Everyone knows that sheep like to flock together, so it should be no surprise that here at the internet sheep we have occasional requirements to use a load balancer to ensure that individual sheep servers are not overwhelmed with requests. Our usual weapon of choice to date has been CentOS 5, but we have been migrating to CentOS 6 as a base platform for server infrastructure. A recent new requirement needed a load balancer, and this was implemented using a fresh CentOS 6 install. There have been a number of changes to the various HA packages, but nothing that caused too many problems, and so we quickly had the load balancer configured to our standard setup and ready to test.
Unfortunately, initial testing quickly threw up a problem, and a fairly major one, performance through the load balancer was atrocious, with pages crawling through, images rendering almost line by line, and general all-round slowness. A quick test of the web-site performance directly was nice and quick, and it seemed obvious that somehow the load balancer was interfering. Network connections and cables were checked, configurations on the load balancer and web servers were checked and re-checked, all to no avail. It was not quite late in the day, so it was time to sleep on the matter.

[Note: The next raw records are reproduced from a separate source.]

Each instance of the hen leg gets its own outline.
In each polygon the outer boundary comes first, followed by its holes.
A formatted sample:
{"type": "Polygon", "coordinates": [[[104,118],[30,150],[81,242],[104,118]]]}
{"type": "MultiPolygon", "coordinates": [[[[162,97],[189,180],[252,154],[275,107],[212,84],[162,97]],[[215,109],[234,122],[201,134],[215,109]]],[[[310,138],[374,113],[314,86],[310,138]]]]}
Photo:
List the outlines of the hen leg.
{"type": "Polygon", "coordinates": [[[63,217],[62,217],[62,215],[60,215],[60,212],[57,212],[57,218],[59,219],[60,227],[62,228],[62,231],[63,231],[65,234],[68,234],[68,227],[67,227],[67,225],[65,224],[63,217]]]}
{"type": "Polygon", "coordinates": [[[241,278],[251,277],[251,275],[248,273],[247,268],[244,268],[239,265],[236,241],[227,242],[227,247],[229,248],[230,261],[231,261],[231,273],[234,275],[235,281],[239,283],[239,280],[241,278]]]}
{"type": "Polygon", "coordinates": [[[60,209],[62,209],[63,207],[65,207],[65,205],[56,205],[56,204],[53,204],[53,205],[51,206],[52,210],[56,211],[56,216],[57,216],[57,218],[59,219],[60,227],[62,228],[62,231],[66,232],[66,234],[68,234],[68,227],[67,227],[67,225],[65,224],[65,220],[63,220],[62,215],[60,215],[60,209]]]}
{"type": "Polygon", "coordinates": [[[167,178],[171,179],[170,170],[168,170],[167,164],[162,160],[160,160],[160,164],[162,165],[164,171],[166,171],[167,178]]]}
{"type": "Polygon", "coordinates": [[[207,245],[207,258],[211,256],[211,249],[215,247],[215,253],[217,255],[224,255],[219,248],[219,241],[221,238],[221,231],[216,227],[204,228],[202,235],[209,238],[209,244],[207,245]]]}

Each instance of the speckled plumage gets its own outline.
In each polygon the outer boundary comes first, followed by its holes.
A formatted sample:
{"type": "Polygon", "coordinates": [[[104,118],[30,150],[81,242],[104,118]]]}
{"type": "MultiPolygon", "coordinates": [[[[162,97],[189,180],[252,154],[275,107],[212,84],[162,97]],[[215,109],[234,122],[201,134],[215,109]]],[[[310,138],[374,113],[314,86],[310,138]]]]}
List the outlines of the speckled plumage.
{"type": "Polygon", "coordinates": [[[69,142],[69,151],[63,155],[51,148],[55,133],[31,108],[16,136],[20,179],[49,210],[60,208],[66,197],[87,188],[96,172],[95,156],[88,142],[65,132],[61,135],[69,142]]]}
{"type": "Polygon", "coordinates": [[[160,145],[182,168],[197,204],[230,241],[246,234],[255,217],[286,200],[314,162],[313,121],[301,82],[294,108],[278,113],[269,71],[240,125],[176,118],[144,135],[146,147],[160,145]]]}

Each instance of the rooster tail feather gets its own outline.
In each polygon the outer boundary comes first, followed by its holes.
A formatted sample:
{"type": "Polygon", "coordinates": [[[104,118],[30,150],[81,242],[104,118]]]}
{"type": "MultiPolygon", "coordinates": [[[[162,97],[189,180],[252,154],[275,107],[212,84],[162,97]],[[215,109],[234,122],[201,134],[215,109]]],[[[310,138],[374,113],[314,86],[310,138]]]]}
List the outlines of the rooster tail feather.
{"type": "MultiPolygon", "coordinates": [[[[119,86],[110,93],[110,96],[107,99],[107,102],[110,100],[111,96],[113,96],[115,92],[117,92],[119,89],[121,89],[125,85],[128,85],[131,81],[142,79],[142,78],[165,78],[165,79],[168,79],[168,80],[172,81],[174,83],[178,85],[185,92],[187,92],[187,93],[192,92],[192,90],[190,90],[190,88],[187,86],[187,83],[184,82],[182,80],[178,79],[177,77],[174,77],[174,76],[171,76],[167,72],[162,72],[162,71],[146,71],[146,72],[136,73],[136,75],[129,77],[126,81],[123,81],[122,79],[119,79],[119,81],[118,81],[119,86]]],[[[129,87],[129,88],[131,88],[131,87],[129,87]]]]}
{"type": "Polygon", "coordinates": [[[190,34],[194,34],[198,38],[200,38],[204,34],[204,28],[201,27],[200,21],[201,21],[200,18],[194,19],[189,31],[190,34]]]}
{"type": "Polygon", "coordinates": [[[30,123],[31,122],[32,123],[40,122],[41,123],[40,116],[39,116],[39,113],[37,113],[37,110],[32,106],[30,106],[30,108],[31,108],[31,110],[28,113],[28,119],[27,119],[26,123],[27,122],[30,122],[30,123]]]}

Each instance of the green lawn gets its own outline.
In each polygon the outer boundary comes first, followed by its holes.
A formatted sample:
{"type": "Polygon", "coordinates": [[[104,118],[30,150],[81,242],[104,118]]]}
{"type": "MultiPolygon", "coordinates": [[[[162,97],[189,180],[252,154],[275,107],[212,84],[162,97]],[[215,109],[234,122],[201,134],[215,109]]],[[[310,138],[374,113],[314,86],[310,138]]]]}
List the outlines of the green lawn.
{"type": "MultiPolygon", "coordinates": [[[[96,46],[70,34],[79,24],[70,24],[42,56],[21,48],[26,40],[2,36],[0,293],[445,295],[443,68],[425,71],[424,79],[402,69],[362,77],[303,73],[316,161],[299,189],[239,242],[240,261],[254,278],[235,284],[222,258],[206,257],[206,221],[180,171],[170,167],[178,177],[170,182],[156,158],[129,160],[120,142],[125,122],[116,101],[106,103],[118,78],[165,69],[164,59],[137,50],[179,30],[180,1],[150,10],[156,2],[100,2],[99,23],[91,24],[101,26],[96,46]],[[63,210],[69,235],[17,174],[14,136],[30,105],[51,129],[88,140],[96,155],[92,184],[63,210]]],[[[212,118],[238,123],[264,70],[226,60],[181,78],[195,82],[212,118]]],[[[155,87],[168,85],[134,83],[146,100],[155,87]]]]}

The next morning, with a fresh mind (and a fresh cup of coffee), it was to Google we went, and after a quick read of a number of articles from others who had similar problems (and a few dead-ends), we found someone blaming an incompatibility between the ipvsadm tools and the latest kernel. A quick check of our boot configuration listed two kernels: 2.6.32-220 and 2.6.32-71 – we changed the default option to the older kernel, rebooted the server, and performance was restored. Presumably this issue will be fixed upstream soon enough, but for others with the same issue, simply edit /etc/grub.conf and change the “default=0” line to load a previous kernel (“default=1” in our case).